Luo Yuan, Lu Linxuan, dan Li Xingyun tampak canggung mendengar perdebatan itu.
“Bagaimana kalau kita biarkan Kakak Zifan sendiri dulu?” usul Li Xingyun pada Qingguo dan Qingcheng.
“Mungkin kebahagiaan datang terlalu tiba-tiba, Kakak Zifan belum bisa menerima,” tambah Luo Yuan.
Pendapat Luo Yuan memang selalu masuk akal, dan Qingguo serta Qingcheng selalu setuju dengannya.
...
Di kamar Li Xingyun, keempatnya hanya duduk diam, tak tahu harus berkata apa untuk menghibur Zhang Zifan.
Suasananya terasa berat dan sedikit menekan. Tiba-tiba—“dukk!” atap rumah ambruk, dan seseorang jatuh dari atas, orang yang sebelumnya ditemui Luo Yuan dan Lu Linxuan.
“Aduh! Apa-apaan ini? Siapa kamu?” Li Xingyun selalu jadi yang paling cepat bereaksi. Zhang Zifan juga menoleh.
Kemudian, orang yang jatuh itu mulai berpidato penuh emosi, mengeluh tentang hidupnya yang sulit, betapa ia tidak ingin hidup lagi.
Akhirnya, Li Xingyun menasihati, “Kalau melakukan sesuatu harus konsisten, jangan mudah menyerah. Kalau gagal sekali, coba lagi.”
“……”
Shangguan Yunque pun tiba-tiba mendapat pencerahan, “Ternyata langit mempertemukan kita, berarti kita berjodoh. Aku tidak jadi mati.” Langit? Jodoh? Siapa yang percaya?
Li Xingyun kembali berceloteh, dan kali ini Zhang Zifan juga ikut nimbrung, tampaknya ia sudah mulai pulih dari trauma.
Saat beristirahat, semua tertidur.

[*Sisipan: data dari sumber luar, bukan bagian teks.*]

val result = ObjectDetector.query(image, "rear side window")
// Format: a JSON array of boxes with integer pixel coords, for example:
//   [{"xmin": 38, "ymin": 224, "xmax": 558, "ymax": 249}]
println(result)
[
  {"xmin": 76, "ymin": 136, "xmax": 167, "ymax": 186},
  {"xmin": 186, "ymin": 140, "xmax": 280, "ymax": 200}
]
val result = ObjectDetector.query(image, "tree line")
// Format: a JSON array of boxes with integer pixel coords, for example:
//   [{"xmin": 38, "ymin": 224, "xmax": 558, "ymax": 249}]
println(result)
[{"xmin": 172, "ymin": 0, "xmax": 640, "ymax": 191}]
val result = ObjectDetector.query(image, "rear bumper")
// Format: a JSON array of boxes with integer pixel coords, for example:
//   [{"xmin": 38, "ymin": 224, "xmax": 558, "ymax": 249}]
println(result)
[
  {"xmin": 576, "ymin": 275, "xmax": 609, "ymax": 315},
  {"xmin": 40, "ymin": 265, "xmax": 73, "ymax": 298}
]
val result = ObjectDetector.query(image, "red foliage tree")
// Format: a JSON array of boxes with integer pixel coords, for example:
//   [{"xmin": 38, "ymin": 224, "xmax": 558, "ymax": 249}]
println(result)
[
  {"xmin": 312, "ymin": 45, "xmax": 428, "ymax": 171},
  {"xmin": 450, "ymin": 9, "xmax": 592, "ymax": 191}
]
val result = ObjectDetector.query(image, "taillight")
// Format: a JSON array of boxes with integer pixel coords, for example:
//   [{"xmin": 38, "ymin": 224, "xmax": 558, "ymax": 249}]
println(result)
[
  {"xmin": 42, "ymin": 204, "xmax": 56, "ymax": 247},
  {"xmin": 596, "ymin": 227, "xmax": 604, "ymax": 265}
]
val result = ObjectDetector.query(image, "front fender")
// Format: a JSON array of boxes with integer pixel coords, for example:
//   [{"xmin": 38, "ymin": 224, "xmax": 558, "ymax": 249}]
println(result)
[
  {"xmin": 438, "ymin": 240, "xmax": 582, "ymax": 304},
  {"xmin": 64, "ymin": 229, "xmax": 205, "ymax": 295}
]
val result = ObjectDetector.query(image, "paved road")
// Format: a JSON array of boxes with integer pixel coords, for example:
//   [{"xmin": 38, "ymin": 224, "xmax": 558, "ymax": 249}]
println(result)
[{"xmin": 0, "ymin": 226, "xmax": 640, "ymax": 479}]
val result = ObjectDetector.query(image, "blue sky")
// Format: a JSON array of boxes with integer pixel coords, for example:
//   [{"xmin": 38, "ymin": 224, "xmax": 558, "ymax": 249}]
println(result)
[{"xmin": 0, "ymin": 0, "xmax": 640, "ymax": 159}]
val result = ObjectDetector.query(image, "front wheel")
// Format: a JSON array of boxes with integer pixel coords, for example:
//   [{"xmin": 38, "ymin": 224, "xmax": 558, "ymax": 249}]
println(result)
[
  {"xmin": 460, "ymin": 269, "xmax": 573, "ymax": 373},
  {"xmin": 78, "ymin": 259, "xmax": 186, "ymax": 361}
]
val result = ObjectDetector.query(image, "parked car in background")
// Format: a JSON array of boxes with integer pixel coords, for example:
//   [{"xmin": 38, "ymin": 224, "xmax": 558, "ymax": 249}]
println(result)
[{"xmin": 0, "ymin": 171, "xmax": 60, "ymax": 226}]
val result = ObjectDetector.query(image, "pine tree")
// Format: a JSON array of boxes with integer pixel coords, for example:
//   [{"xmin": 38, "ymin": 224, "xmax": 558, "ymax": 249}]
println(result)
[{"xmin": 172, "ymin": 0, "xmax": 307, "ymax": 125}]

Luo Yuan dibangunkan oleh Li Xingyun, bersama Zhang Zifan. “Kakak, bangunkan Linxuan, kita pergi malam ini juga.”
Luo Yuan mengerti dan menangkap maksud Zhang Zifan, lalu memberi isyarat pengertian. Begitu semua siap untuk berangkat—
“Kalian harus membawaku.” Shangguan Yunque tidak mau ketinggalan.

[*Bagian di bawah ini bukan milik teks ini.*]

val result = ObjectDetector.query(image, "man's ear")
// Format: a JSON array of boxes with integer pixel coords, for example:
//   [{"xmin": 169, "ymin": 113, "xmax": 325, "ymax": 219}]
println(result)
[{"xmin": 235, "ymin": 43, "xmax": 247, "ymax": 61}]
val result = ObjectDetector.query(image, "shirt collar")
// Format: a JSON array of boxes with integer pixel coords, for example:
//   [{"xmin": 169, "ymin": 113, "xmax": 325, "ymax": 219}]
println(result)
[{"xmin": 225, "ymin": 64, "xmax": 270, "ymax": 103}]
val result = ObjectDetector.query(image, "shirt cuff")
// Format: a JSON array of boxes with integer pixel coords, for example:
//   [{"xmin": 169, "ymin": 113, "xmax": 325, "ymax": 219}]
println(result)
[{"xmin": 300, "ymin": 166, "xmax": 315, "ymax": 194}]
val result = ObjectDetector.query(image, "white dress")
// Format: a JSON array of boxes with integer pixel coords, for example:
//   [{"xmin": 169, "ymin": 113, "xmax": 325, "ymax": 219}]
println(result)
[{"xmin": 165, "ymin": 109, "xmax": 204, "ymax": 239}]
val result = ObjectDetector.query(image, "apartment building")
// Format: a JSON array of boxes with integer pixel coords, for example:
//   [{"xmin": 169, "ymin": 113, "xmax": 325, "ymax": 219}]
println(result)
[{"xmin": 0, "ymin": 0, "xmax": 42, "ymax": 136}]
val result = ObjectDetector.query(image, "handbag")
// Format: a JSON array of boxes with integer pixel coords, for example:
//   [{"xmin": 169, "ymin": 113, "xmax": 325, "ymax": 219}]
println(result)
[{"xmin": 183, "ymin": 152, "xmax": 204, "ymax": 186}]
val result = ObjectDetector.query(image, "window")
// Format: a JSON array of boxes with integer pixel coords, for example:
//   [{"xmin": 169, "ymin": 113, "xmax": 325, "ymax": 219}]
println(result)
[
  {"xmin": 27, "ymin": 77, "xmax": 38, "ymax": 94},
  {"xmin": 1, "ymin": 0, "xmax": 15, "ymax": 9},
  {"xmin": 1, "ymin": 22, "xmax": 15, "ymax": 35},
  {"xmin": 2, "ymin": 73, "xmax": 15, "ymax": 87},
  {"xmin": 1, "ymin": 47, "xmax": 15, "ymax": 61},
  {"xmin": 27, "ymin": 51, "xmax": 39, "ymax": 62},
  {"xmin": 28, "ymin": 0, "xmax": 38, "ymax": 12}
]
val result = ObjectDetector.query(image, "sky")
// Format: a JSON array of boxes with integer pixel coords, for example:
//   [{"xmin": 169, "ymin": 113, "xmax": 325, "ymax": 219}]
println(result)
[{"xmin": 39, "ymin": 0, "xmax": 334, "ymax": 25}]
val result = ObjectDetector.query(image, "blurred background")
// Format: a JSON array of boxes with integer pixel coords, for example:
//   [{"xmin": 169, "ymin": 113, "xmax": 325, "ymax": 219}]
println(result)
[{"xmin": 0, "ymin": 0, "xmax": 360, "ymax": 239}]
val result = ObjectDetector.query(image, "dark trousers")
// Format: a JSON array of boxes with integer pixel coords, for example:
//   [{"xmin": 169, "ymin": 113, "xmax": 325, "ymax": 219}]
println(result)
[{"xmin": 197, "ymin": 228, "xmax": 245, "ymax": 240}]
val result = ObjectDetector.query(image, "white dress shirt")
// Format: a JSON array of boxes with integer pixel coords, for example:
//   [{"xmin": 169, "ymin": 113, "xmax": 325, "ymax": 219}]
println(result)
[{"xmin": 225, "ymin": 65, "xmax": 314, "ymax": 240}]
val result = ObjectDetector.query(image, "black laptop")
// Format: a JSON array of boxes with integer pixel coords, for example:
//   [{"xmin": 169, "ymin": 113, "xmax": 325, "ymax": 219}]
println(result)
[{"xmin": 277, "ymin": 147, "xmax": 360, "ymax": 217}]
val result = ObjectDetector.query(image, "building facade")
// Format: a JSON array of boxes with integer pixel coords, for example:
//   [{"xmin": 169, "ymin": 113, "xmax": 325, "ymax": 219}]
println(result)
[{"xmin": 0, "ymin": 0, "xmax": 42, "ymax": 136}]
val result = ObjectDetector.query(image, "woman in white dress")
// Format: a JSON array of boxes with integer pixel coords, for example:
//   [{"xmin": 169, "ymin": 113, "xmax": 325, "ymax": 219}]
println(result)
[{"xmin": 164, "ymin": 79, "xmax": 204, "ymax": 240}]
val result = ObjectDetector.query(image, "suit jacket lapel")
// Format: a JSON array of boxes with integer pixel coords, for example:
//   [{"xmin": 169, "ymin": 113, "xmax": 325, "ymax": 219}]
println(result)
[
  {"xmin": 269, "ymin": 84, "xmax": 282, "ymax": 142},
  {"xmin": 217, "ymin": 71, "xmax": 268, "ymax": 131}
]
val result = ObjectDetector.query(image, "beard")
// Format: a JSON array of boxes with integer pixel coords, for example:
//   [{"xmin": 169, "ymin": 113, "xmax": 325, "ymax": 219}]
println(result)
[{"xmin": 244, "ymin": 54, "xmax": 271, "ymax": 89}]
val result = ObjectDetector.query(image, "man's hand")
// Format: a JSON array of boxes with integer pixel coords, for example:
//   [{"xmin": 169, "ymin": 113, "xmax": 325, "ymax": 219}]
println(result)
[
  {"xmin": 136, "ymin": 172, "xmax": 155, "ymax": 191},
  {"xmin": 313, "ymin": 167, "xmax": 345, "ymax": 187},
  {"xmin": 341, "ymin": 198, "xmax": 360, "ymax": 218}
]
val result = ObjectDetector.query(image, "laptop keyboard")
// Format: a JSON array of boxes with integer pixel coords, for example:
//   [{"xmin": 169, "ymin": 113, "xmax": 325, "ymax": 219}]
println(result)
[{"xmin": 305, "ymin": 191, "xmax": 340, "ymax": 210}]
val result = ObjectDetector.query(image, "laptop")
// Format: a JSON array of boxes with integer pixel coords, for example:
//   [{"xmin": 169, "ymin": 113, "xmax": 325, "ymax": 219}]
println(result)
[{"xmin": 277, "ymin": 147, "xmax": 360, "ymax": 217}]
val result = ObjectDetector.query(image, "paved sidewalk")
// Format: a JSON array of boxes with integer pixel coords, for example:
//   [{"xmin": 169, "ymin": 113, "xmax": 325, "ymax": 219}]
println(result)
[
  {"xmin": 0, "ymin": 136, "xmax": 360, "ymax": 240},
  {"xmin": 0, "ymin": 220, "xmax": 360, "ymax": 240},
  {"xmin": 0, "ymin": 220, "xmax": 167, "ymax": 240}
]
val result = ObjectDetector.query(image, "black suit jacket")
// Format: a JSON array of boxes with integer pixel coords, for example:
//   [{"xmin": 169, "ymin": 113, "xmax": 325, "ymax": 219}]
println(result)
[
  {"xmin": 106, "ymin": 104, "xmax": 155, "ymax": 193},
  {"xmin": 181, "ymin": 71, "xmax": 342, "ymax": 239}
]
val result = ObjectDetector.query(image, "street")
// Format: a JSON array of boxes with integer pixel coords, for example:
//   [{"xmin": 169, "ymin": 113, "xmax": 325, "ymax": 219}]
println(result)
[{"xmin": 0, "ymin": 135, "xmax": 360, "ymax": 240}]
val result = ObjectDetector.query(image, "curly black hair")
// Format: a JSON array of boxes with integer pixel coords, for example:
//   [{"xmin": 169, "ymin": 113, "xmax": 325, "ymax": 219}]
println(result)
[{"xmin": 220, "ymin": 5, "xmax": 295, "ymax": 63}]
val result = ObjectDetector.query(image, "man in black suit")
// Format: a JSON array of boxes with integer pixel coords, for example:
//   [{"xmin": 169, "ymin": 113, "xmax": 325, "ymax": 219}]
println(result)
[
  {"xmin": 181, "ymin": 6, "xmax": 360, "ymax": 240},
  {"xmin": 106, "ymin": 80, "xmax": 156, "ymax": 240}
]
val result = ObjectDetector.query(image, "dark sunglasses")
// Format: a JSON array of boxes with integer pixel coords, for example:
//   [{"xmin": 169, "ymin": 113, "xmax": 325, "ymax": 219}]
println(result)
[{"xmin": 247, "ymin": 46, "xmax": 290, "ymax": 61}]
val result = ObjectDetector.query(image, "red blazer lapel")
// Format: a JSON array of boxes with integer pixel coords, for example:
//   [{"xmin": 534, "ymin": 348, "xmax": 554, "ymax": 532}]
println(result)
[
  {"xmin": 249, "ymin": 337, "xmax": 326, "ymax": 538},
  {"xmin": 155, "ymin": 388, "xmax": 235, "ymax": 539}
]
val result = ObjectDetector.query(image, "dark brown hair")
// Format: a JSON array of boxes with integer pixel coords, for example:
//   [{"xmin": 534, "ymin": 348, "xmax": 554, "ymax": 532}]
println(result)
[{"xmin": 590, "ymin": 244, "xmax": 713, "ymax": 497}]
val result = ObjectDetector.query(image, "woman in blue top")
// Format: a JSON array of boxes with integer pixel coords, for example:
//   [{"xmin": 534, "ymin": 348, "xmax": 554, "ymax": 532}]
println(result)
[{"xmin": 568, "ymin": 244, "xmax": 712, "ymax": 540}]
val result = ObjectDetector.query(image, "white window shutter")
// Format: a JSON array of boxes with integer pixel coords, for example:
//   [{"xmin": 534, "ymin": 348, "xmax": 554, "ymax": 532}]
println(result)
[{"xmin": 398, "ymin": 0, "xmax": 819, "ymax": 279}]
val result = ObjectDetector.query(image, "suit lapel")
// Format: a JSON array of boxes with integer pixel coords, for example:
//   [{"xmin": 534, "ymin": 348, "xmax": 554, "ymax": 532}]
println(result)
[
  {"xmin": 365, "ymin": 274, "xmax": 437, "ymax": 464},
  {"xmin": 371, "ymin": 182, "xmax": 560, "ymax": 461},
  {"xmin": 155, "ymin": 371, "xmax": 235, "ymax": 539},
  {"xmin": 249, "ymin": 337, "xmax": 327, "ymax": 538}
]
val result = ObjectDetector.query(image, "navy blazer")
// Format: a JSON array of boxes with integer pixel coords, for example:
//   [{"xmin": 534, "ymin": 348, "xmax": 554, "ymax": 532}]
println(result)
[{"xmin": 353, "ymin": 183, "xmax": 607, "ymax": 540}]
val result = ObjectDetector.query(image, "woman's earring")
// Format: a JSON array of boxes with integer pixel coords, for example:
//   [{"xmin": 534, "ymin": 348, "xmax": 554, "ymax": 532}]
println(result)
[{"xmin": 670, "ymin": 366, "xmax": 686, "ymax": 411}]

“Tidak, kenapa harus ikut kami? Jangan ikut kami!” Li Xingyun merasa Shangguan Yunque sangat mengganggu.
“Qing…”
“Jangan!” Zhang Zifan buru-buru membantah, langsung bersujud, lalu menatap Li Xingyun dengan penuh harap.

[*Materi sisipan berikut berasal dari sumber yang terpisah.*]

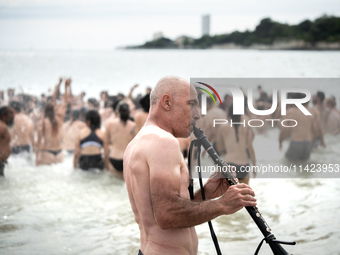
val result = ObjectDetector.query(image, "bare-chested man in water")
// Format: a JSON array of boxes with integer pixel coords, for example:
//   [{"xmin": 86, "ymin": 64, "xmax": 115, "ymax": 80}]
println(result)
[
  {"xmin": 279, "ymin": 93, "xmax": 321, "ymax": 161},
  {"xmin": 9, "ymin": 101, "xmax": 34, "ymax": 155},
  {"xmin": 124, "ymin": 76, "xmax": 256, "ymax": 255},
  {"xmin": 63, "ymin": 110, "xmax": 86, "ymax": 154},
  {"xmin": 105, "ymin": 101, "xmax": 136, "ymax": 179},
  {"xmin": 0, "ymin": 106, "xmax": 14, "ymax": 176}
]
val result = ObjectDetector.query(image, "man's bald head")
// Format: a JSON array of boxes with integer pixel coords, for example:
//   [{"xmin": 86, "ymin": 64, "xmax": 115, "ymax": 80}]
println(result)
[{"xmin": 150, "ymin": 75, "xmax": 189, "ymax": 106}]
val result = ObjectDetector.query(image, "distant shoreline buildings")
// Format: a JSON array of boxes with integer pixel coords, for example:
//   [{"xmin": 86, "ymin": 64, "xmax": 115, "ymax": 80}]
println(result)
[
  {"xmin": 202, "ymin": 15, "xmax": 210, "ymax": 36},
  {"xmin": 125, "ymin": 14, "xmax": 340, "ymax": 50}
]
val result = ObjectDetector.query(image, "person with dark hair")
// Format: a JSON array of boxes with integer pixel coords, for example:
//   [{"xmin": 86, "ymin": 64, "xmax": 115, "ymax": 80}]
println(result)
[
  {"xmin": 202, "ymin": 93, "xmax": 227, "ymax": 147},
  {"xmin": 279, "ymin": 93, "xmax": 321, "ymax": 162},
  {"xmin": 105, "ymin": 101, "xmax": 136, "ymax": 178},
  {"xmin": 62, "ymin": 110, "xmax": 86, "ymax": 154},
  {"xmin": 73, "ymin": 110, "xmax": 107, "ymax": 170},
  {"xmin": 36, "ymin": 78, "xmax": 71, "ymax": 165},
  {"xmin": 9, "ymin": 101, "xmax": 35, "ymax": 155},
  {"xmin": 0, "ymin": 106, "xmax": 14, "ymax": 176},
  {"xmin": 87, "ymin": 98, "xmax": 99, "ymax": 110},
  {"xmin": 216, "ymin": 103, "xmax": 256, "ymax": 184}
]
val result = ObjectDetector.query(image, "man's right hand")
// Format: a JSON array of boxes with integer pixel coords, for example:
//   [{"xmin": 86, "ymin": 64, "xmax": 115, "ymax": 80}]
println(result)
[{"xmin": 219, "ymin": 183, "xmax": 257, "ymax": 214}]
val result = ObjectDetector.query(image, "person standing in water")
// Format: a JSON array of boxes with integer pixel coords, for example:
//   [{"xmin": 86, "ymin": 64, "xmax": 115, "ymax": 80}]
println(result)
[
  {"xmin": 105, "ymin": 102, "xmax": 136, "ymax": 178},
  {"xmin": 0, "ymin": 106, "xmax": 14, "ymax": 176},
  {"xmin": 63, "ymin": 110, "xmax": 86, "ymax": 154},
  {"xmin": 73, "ymin": 110, "xmax": 107, "ymax": 170},
  {"xmin": 124, "ymin": 76, "xmax": 256, "ymax": 255},
  {"xmin": 216, "ymin": 103, "xmax": 256, "ymax": 184},
  {"xmin": 36, "ymin": 78, "xmax": 71, "ymax": 165}
]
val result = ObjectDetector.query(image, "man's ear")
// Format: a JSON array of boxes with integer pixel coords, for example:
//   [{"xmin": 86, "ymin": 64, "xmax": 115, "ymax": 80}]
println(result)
[{"xmin": 161, "ymin": 95, "xmax": 171, "ymax": 111}]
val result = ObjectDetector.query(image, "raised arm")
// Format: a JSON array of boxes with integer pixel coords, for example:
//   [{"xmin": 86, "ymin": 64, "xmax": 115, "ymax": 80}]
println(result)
[{"xmin": 148, "ymin": 138, "xmax": 256, "ymax": 229}]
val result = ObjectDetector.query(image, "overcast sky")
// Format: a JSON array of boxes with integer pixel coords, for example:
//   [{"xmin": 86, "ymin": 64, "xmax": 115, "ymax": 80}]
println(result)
[{"xmin": 0, "ymin": 0, "xmax": 340, "ymax": 49}]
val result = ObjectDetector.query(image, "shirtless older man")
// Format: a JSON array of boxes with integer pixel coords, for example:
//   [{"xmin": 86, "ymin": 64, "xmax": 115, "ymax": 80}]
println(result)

Akhirnya, rombongan yang tadinya empat orang, kini jadi berlima.
“Ceriakanlah dirimu,” kata Zhang Zifan yang baru saja lepas dari penderitaan, pada Li Xingyun yang wajahnya masam.
“Benar, kenapa harus murung begitu,” Shangguan Yunque yang sedang memijat punggung Li Xingyun juga setuju.
“Kalau begitu, jangan ikut kami. Kalau kau tidak ikut, aku pasti bahagia,” Li Xingyun menunjukkan rasa jengah pada Shangguan Yunque yang terus menempel padanya—
Andai saja yang menempel itu perempuan cantik, atau setidaknya perempuan, pasti lebih baik. Tapi ini lelaki aneh, Li Xingyun benar-benar sedih.
“Tunggu sebentar,” kata Shangguan Yunque, lalu menempelkan telinganya ke tanah, “Dalam jarak sepuluh li pasti ada bahaya.”
“Haha! Paling juga sepuluh meter,” suasana jadi seperti pertemuan tak terduga, saat dua kakak beradik pembawa bencana muncul dengan anak buahnya.
Li Xingyun berkata, “Ajaran Xuanming!”